Le Calife, que cet appareil sinistre avait entièrement déconcerté, s'approcha des vases en chancelant, et pensa expirer de terreur, quand il entendit les gémissements de Suleïman, que dans son trouble il avait pris pour un cadavre. Alors, une voix sortant de la bouche livide du prophète, articula ces mots: Pendant ma vie, j'occupai un trône magnifique. A ma droite étaient douze mille sièges d'or, où les patriarches et les prophètes écoutaient ma doctrine; à ma gauche, les sages et les docteurs, sur autant de trônes d'argent, assistaient à mes jugements.

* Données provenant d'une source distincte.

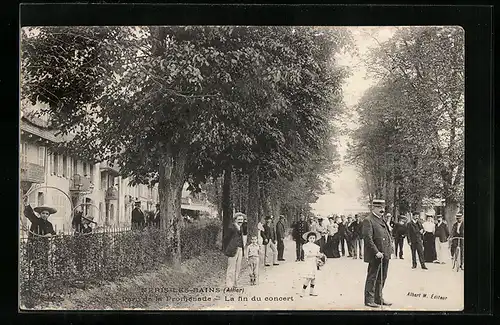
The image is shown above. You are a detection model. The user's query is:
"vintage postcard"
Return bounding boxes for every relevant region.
[19,26,466,311]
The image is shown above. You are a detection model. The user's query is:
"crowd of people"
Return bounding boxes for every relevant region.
[223,208,464,307]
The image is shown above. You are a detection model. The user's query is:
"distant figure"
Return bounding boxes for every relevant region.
[223,212,245,288]
[246,236,261,285]
[392,216,406,259]
[292,214,309,262]
[262,216,279,266]
[300,231,323,297]
[451,213,464,269]
[406,213,427,270]
[352,214,363,259]
[151,203,161,228]
[422,216,437,263]
[276,215,286,261]
[132,201,146,230]
[434,215,450,264]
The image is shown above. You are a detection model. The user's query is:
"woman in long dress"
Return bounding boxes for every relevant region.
[422,216,437,263]
[300,231,322,297]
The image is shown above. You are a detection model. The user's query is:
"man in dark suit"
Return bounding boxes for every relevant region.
[392,216,406,259]
[450,213,464,268]
[132,201,146,230]
[292,214,309,262]
[337,216,347,256]
[434,215,450,264]
[276,215,286,261]
[363,209,392,308]
[406,212,427,270]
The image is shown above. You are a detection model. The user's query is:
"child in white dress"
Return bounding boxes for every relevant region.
[300,231,323,297]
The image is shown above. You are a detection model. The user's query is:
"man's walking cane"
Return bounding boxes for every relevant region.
[375,256,384,310]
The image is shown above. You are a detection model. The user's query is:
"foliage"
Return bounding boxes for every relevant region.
[20,222,220,308]
[351,27,464,218]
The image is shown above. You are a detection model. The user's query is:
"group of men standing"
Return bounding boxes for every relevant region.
[292,214,363,261]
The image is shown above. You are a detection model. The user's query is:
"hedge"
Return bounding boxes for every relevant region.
[19,221,221,308]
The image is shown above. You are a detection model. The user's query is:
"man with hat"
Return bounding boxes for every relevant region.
[406,212,427,270]
[24,201,57,238]
[434,214,450,264]
[151,203,160,228]
[262,216,279,266]
[132,201,146,230]
[223,212,246,288]
[276,215,286,261]
[292,214,309,262]
[451,213,464,269]
[363,208,392,308]
[24,201,57,272]
[392,216,406,259]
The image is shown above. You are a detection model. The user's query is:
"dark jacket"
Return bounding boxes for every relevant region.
[262,224,277,243]
[278,220,286,240]
[392,223,408,238]
[24,205,56,237]
[451,221,464,240]
[338,222,347,237]
[292,220,309,241]
[406,221,424,244]
[223,223,244,257]
[363,214,392,263]
[434,222,450,243]
[353,220,363,238]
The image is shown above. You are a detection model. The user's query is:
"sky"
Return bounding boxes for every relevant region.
[312,27,396,215]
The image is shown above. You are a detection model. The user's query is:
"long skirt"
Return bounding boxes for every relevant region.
[323,234,340,258]
[424,232,437,263]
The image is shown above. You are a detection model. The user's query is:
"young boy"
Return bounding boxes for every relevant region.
[300,231,323,297]
[246,236,260,285]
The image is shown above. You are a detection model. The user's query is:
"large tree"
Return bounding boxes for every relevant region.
[350,27,464,224]
[22,26,352,262]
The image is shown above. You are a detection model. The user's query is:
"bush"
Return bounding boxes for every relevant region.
[19,222,220,308]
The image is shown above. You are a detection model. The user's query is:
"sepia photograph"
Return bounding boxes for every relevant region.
[18,25,466,312]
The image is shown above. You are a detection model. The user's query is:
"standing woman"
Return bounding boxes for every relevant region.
[422,216,437,263]
[223,212,245,288]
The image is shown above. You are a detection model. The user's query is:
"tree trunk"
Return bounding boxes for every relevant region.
[444,199,458,231]
[215,177,223,221]
[222,167,233,249]
[158,144,187,267]
[247,166,260,238]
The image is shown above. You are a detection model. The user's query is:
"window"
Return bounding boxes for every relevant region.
[38,147,45,167]
[52,153,59,175]
[62,156,69,177]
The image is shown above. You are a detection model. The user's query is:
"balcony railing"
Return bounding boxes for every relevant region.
[99,161,120,176]
[20,162,45,184]
[69,174,94,193]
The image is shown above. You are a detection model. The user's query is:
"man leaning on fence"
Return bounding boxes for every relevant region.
[223,212,245,288]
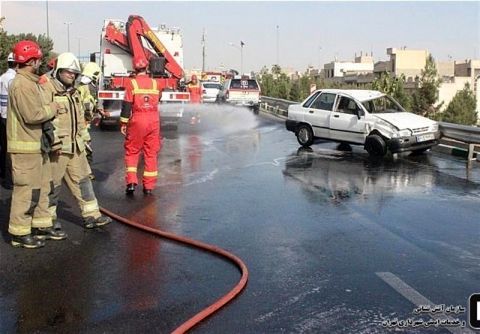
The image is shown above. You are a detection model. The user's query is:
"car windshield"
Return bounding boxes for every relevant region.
[230,79,258,89]
[203,83,222,89]
[362,95,405,114]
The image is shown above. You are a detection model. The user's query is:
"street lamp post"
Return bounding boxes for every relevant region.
[63,22,72,52]
[77,37,82,60]
[228,41,245,75]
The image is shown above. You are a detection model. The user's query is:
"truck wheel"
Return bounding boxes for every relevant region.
[410,147,430,155]
[365,135,387,157]
[297,124,313,147]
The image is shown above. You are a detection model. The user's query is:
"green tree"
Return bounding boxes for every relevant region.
[441,83,477,125]
[0,31,54,73]
[412,55,441,118]
[288,80,302,102]
[372,72,411,110]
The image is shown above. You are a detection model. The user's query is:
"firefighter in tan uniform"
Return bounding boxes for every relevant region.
[42,52,111,228]
[7,41,66,248]
[77,63,101,166]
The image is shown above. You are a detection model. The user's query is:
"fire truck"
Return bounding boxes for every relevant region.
[98,15,190,128]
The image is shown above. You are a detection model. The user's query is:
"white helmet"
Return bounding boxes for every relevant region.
[54,52,82,76]
[82,63,102,81]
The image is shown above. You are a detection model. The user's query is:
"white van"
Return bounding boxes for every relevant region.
[286,89,440,156]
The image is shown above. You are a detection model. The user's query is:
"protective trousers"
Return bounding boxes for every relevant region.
[50,150,101,220]
[124,111,161,190]
[0,117,12,184]
[8,153,53,236]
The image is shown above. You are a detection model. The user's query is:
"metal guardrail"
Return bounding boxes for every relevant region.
[260,96,480,165]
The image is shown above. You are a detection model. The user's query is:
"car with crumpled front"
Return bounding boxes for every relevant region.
[201,81,222,103]
[286,89,440,157]
[217,76,260,113]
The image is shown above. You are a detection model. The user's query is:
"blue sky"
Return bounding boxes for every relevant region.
[0,0,480,70]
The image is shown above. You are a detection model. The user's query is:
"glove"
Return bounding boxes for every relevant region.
[40,121,55,153]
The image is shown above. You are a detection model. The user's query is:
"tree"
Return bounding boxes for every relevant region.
[0,31,53,73]
[412,55,442,118]
[441,83,477,125]
[372,72,411,110]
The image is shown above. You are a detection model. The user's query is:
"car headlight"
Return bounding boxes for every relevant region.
[392,129,412,138]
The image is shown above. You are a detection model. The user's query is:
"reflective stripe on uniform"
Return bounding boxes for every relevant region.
[7,140,40,153]
[143,171,158,176]
[82,199,99,217]
[8,223,32,235]
[32,217,52,227]
[53,96,68,103]
[132,79,159,95]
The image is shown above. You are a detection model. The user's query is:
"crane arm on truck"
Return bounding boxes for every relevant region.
[105,15,184,79]
[126,15,183,79]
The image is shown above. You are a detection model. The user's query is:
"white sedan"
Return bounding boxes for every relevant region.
[286,89,440,156]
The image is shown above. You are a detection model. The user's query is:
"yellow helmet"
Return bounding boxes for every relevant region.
[55,52,81,75]
[82,63,102,81]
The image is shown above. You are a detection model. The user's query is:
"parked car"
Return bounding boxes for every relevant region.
[286,89,440,156]
[202,81,222,103]
[217,77,260,113]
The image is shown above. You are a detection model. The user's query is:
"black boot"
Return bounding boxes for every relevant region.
[95,216,112,227]
[83,216,112,229]
[10,234,45,248]
[32,227,67,240]
[125,183,136,195]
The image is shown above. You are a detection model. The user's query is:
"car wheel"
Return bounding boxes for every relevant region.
[365,135,387,157]
[297,124,313,147]
[410,147,429,155]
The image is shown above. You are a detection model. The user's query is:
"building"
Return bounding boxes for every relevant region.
[387,47,429,82]
[323,54,374,79]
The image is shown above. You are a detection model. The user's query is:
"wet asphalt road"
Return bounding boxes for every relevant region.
[0,105,480,333]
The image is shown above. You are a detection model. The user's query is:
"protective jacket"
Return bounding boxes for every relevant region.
[188,81,202,103]
[120,75,161,190]
[0,68,17,118]
[7,69,56,153]
[78,84,97,122]
[41,75,90,154]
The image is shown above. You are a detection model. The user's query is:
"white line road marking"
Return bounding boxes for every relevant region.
[376,272,472,334]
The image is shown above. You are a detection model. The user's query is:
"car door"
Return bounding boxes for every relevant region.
[330,95,366,144]
[304,92,337,139]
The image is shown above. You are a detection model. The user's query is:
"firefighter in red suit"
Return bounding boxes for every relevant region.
[120,63,161,195]
[188,74,202,104]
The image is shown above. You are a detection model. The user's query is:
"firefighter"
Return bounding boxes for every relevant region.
[7,40,66,248]
[42,52,111,228]
[187,74,202,104]
[187,74,202,125]
[0,52,17,189]
[78,62,101,180]
[120,60,161,195]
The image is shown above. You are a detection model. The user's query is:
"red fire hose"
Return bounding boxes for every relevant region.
[100,208,248,334]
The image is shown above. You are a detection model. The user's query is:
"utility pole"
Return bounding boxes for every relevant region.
[63,22,72,52]
[277,24,280,66]
[240,41,245,75]
[202,28,205,73]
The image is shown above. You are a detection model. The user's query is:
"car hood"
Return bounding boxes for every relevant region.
[374,112,436,130]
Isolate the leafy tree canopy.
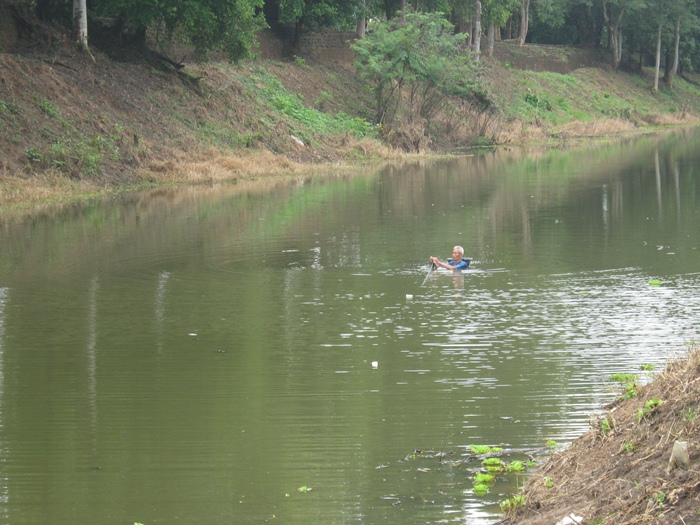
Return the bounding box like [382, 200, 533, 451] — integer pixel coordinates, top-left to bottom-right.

Tandis que je rendais ainsi justice à des multitudes innombrables, les oiseaux voltigeant sans cesse sur ma tête me servaient de dais contre les ardeurs du soleil. Mon peuple fleurissait; mes palais s'élevaient jusqu'aux nues: je bâtis un temple au Très-Haut, qui fut la merveille de l'univers; mais je me laissai lâchement entraîner par l'amour des femmes, et par une curiosité qui ne se bornait pas aux choses sublunaires. J'écoutai les conseils d'Aherman, et de la fille de Pharaon; j'adorai le feu et les astres; et quittant la ville sacrée, je commandai aux Génies de construire les superbes palais d'Istakhar et la terrasse des phares, dont chacun était dédié à une étoile. Là, pendant un temps, je jouis en plein de la splendeur du trône et des voluptés: non-seulement les hommes, mais encore les Génies m'étaient soumis. Je commençais à croire, ainsi que l'ont fait ces malheureux Monarques qui m'entourent, que la vengeance céleste était assoupie, lorsque la foudre brisa mes édifices et me précipita dans ce lieu. Je n'y suis cependant pas, comme tous ceux qui l'habitent, entièrement dépourvu d'espérance. Un ange de lumière m'a fait savoir, qu'en considération de la piété de mes jeunes ans, mes tourments finiront lorsque cette cataracte (je compte les gouttes) cessera de couler: mais hélas! quand arrivera ce temps si désiré? Je souffre, je souffre, un feu impitoyable dévore mon coeur.

En disant ces mots, Suleïman éleva ses deux mains vers le ciel en signe de supplication, et le Calife vit que son sein était d'un crystal transparent, au travers duquel on découvrait son coeur brûlant dans les flammes. A cette terrible vue, Nouronihar tomba comme pétrifiée dans les bras de Vathek: O Giaour! s'écria ce malheureux prince, dans quel lieu nous as-tu conduits? Laisse-nous en sortir; je te tiens quitte de toutes tes promesses. O Mahomet! n'y a-t-il plus de miséricorde pour nous? Non, il n'y en a plus, répondit le malfaisant Dive; sache que c'est ici le séjour du désespoir et de la vengeance; ton coeur sera embrasé comme celui de tous les adorateurs d'Eblis; peu de jours te sont donnés avant ce terme fatal, emploie-les comme tu voudras; couche sur des monceaux d'or, commande aux puissances infernales; parcours tous ces immenses souterrains à ton gré, aucune porte ne te sera fermée; quant à moi j'ai rempli ma mission, et je te laisse à toi-même. En disant ces mots, il disparut.